Whobetta said:Hehe thats why i bought a Radeon 9000 Pro for a budget card much better than Gf4mx series and has pixel/vertex shader support. I think its a good idea anyways cause most of the new cards will have ps/vs support now.
Smiff said:yeah but they are v1.4 shaders (dx8.1), not 2.0 (dx9).. this may or may not matter.. at least nVidia's new low end cards support dx9.. whatever you do with graphics cards you feel like an idiot in a month, don't worry
I voted No cos i think too many "i'm leet, i have pixel shaders!" people are voting.
NeTo said:I have been read the article here, but i got confused. From the article:
"Pixel Shaders enable programmers to add a variety of shading effects right at the pixel level. Per-pixel lighting, reflections and bump mapping are some of the popular effects made possible by pixel shaders. If this feature sounds familiar to current NVIDIA fans, it is because the GeForce2 included this functionality, through the NVIDIA Shading Rasterizer (NSR)."

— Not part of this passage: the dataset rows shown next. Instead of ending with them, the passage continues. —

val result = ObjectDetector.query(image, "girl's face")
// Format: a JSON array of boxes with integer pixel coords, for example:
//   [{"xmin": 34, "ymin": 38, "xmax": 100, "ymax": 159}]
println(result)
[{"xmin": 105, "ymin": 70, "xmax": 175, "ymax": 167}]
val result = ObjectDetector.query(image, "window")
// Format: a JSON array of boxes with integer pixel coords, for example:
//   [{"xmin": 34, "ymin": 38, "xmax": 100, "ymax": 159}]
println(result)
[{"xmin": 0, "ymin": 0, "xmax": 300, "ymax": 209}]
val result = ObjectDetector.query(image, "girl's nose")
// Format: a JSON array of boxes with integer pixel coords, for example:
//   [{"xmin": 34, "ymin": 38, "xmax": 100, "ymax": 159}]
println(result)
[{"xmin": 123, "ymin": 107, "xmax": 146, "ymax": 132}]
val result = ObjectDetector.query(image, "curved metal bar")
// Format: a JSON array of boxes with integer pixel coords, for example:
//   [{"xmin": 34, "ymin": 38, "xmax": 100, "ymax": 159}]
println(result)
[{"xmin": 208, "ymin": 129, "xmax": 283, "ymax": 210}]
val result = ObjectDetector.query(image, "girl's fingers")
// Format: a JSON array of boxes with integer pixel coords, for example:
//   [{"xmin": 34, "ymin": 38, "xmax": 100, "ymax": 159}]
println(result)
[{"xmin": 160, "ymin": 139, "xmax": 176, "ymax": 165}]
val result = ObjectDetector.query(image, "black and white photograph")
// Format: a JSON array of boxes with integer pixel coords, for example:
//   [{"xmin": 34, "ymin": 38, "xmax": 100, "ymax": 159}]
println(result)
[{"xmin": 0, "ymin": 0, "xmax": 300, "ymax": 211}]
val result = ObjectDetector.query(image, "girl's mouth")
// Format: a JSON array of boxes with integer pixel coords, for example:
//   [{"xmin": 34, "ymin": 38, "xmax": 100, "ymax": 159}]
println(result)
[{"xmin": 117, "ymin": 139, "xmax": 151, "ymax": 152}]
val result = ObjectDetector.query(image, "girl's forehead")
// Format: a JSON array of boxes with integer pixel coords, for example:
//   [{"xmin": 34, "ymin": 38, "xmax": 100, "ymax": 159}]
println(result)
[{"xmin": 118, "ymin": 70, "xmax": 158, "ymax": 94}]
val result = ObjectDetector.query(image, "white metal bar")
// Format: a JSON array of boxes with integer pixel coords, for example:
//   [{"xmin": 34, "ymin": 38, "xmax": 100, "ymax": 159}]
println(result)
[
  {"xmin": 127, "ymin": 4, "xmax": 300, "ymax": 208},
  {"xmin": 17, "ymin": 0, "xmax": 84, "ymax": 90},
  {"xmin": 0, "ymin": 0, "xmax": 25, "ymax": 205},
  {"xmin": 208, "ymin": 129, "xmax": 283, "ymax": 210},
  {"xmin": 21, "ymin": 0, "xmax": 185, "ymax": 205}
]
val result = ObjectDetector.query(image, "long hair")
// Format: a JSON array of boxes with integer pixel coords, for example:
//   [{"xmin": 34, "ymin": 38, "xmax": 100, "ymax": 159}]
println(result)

Orkin said:The advantage of pixel shaders would be that you could make a single combiner that works with all the new video cards, instead of writing several for different feature sets (like I am now).
Orkin
from the article linked above
The developers of the legendary Half-Life game said that drivers are not likely to solve the problem, however, it still can be solved for graphics cards based on VPUs from ATI Technologies, such as RADEON 9500-, 9600-, 9700- and 9800-series. As for NVIDIA GeForce and GeForce FX-series, there are practically no chances to find a workaround, according to Valve.